David Kennedy: So the legacy has to be for the people you teach. I mean, it is what
really makes you proud. I'm proud to have helped people who have gone on to be
leaders within the specialty. And that's what's by far the most important. The
people that you work with and what they think of you is really important, not
what people overseas think of you orpeople who only see publications. . What
you want is when people come and visit with you, you want them to find out that
you're actually better than they thought that you were from the publications.
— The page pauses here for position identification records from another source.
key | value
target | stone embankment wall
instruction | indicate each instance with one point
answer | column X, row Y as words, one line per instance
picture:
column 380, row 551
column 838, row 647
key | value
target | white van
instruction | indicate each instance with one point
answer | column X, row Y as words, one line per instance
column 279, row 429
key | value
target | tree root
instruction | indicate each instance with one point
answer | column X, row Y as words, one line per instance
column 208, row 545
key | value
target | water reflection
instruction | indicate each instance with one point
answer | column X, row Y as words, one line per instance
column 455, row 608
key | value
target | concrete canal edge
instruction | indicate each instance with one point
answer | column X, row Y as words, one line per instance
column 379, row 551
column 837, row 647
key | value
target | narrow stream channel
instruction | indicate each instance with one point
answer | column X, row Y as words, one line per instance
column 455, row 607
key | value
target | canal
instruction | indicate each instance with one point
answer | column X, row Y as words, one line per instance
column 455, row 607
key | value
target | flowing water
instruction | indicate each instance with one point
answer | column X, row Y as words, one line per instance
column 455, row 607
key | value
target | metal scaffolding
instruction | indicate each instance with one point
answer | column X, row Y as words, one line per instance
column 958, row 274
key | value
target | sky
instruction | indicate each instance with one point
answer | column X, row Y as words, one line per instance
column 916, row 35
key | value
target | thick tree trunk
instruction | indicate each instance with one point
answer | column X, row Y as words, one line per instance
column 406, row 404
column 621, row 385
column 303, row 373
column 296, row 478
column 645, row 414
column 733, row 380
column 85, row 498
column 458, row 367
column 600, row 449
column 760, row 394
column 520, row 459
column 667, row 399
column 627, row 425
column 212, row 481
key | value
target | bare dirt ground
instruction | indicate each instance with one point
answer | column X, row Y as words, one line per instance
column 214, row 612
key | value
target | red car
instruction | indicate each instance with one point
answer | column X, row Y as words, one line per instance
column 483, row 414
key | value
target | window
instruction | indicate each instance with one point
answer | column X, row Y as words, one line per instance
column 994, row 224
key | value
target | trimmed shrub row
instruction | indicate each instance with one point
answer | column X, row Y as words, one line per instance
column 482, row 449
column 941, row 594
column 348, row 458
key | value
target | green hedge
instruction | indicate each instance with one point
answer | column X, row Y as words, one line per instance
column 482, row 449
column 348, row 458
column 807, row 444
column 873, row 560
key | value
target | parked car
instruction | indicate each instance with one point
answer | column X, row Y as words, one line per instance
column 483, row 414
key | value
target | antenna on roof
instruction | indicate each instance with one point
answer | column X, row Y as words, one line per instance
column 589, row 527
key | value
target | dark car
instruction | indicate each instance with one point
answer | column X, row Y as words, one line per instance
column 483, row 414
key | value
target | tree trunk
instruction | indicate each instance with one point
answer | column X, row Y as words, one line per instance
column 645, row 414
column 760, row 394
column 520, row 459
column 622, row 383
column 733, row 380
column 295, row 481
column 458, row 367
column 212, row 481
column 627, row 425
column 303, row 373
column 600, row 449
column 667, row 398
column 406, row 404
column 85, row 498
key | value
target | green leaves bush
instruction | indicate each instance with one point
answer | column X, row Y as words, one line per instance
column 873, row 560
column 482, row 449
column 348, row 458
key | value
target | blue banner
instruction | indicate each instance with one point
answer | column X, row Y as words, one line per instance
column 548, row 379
And I think that that's important. So, teaching by example would be my primary
legacy. Obviously, I'd like to be remembered for having reduced morbidity
within chronic sinus surgery. But it's really primarily the people that you
teach and develop relationships with. I was absolutely delighted a couple of
years ago when all my former fellows had this huge thing for me in LA. And
that's I think what's really very gratifying – and when they still say that
they hear my voice in their head!
Jason Tasoulas: Dr Kennedy, my last question for you is why did you decide to go from
Penn to Jefferson?
David Kennedy: So I was at Penn and I decided age-wise, it was probably time that I
stopped doing surgery. And I think it was the right decision, although
extremely difficult because as a surgeon, you just love doing surgery. But
after I did that, they put me out to Penn Medicine, Washington Square. And
there the equipment was not good for what I did. Beautiful building, but the
equipment was really not good. I couldn't teach medical students because I
didn't have video towers. I couldn't teach residents or even students with that
level of equipment. And we didn't have a fellow there. As I mentioned, what I really
enjoy within academic medicine is the involvement with the residents and with
the fellows. Jefferson gave me that opportunity and involvement, and it the new
Honickman Center is beautifully equipped.
The rhinology team is also excellent, so I have been delighted to make
the change and I hope that it's going to go really well.
Jason Tasoulas: I can tell you from the
resident side, we're extremely, extremely proud and extremely excited to have
you!
David Kennedy: I'm. I'm delighted to be
here. And it's it's great to be working with the residents again. And I'd love
to spend more time with you guys.
Jason Tasoulas: Thank you so much for doing this, Dr Kennedy.